Meningkatkan Motivasi Hidup dengan Demotivasi

Buku Kumpulan Kalimat Demotivasi Syarif Maulana

Judul buku: Kumpulan Kalimat Demotivasi II: Panduan Hidup Bahagia untuk Medioker

Pengarang: Syarif Maulana

Penerbit: Buruan & Co

Tebal Halaman: 98 hal + xiv

Dalam sebuah diskusi virtual saya dengan beberapa kawan milenial, ada satu topik menarik yang diangkat. Salah satu peserta bercerita bahwa sejak kecil ia diajari semangat dan motivasi untuk menggapai kesuksesan. Hidupnya kemudian termotivasi untuk sukses. Hal itu ditandai dengan berbagai pencapaian dan prestasi, baik secara akademis maupun organisasi. Sejak SD hingga kuliah, ia mengejar nilai tinggi, juara, dan lulus memuaskan. Setelah itu, ia bekerja di perusahaan atau lembaga ternama. Segala hal yang ia perjuangkan sejak kecil, telah diraih. Namun, ia kini justru mengalami semacam kehilangan makna, karena kembali diburu oleh motivasi-motivasi untuk terus berprestasi. Dengan ketatnya persaingan karir di kantor, seolah kesuksesan ini belum cukup. Ia merasa harus terus menerus berlari mengejar sukses dan karir.

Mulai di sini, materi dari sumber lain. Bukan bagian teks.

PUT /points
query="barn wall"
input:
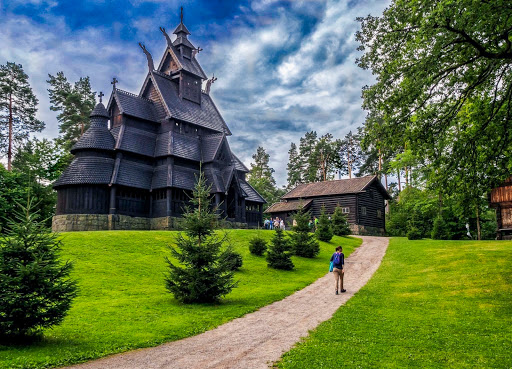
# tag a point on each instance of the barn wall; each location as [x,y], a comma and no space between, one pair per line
[373,200]
[330,203]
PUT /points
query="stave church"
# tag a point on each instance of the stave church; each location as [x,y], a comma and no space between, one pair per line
[137,164]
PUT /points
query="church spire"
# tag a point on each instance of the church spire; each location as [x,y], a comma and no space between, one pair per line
[181,33]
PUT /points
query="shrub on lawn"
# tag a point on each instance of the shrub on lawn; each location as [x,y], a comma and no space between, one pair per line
[323,229]
[339,222]
[232,259]
[278,254]
[257,245]
[414,233]
[202,276]
[439,231]
[35,289]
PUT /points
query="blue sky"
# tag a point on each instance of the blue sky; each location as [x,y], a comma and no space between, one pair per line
[283,67]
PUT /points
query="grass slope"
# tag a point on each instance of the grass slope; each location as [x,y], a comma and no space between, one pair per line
[431,304]
[123,303]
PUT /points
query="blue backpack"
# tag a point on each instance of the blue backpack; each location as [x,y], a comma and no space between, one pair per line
[337,259]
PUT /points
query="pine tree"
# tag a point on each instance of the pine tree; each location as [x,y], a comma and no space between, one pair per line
[303,242]
[205,274]
[293,167]
[278,254]
[35,289]
[74,102]
[18,108]
[339,222]
[323,229]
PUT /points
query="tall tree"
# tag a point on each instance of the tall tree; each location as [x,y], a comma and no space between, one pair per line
[205,274]
[35,286]
[18,108]
[262,179]
[309,166]
[326,157]
[74,102]
[433,62]
[350,152]
[44,160]
[294,167]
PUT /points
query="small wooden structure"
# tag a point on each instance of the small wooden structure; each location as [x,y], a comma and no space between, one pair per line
[501,200]
[361,199]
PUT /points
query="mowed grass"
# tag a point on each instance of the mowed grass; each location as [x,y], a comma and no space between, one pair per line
[123,303]
[431,304]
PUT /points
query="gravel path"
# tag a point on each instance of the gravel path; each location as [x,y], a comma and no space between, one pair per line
[260,338]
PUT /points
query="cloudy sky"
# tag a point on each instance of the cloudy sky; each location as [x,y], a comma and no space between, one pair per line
[283,67]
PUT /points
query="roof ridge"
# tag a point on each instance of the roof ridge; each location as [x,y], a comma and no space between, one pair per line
[134,95]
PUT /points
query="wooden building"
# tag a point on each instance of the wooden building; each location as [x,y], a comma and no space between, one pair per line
[500,199]
[361,199]
[143,152]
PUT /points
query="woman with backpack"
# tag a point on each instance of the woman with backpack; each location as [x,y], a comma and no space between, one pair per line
[338,260]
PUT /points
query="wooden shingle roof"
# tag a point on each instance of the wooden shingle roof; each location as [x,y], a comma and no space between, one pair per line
[327,188]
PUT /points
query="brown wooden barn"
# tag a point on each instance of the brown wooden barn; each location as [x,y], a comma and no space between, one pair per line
[501,199]
[361,199]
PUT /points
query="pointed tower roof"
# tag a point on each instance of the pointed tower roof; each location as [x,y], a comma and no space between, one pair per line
[181,33]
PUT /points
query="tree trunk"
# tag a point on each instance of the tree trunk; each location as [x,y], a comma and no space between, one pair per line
[479,231]
[9,149]
[380,162]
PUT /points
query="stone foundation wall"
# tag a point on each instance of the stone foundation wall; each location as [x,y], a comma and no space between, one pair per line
[367,231]
[105,222]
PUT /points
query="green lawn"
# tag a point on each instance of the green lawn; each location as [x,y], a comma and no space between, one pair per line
[431,304]
[123,303]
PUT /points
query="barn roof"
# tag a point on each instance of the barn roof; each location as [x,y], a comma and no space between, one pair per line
[288,206]
[337,187]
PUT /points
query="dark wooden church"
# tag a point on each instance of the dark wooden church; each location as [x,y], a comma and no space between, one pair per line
[136,166]
[361,199]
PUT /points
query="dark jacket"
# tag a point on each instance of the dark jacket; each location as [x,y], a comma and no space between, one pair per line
[342,261]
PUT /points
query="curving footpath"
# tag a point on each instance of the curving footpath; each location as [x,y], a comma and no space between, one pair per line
[258,339]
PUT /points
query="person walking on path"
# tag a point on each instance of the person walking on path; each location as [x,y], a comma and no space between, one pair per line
[338,259]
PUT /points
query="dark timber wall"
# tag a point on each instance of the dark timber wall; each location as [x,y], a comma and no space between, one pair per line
[373,201]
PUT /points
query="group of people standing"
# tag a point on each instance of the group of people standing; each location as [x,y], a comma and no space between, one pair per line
[274,223]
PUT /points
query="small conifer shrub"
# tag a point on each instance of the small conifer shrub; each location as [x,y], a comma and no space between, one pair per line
[323,229]
[279,254]
[339,222]
[204,275]
[257,245]
[35,288]
[302,241]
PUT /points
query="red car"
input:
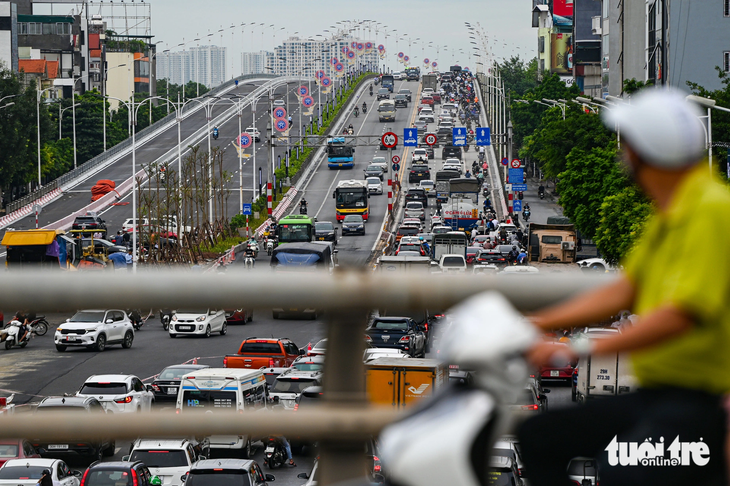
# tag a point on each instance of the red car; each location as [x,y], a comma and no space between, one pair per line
[558,370]
[16,449]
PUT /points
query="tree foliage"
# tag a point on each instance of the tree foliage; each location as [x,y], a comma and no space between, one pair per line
[623,216]
[589,177]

Di sisi lain, beberapa waktu lalu, media sosial juga ramai diisi pencapaian anak-anak muda sukses. Ada yang telah menjadi CEO di bawah usia 30 tahun, ada yang mengunggah pencapaiannya meraih Rp.100 juta di usia 25 tahun dan sejenisnya. Para motivator kemudian berlomba menebarkan virus motivasi untuk berpikir positif, yakin pasti bisa, dan berbagai ajaran lain untuk memotivasi anak-anak muda agar sukses seperti contoh di atas. Bagi sebagian anak muda, apalagi yang hobinya rebahan dan berulangkali mengalami kegagalan, baik dalam nilai kuliah, melamar kerja, hingga cinta ditolak, hal itu tentunya semakin memukul mental. Tekanan untuk sukses, malah menjadikan hidup bagai sebuah kesengsaraan.

Di tengah kondisi tersebut, hadirnya buku “Kumpulan Kalimat Demotivasi II” karya Syarif Maulana, seolah menjadi sebuah oase penyegar, dan pengingat bagi kita semua. Bahwasanya, kaum medioker, remaja sekte rebahan, anak muda yang sedang-sedang saja, juga bisa hidup bahagia. Kebahagiaan tak melulu dikaitkan dengan berbagai pencapaian material. Pemikiran di buku ini betul-betul seperti angin segar di tengah hiruk pikuk kerasnya tuntutan dunia modern.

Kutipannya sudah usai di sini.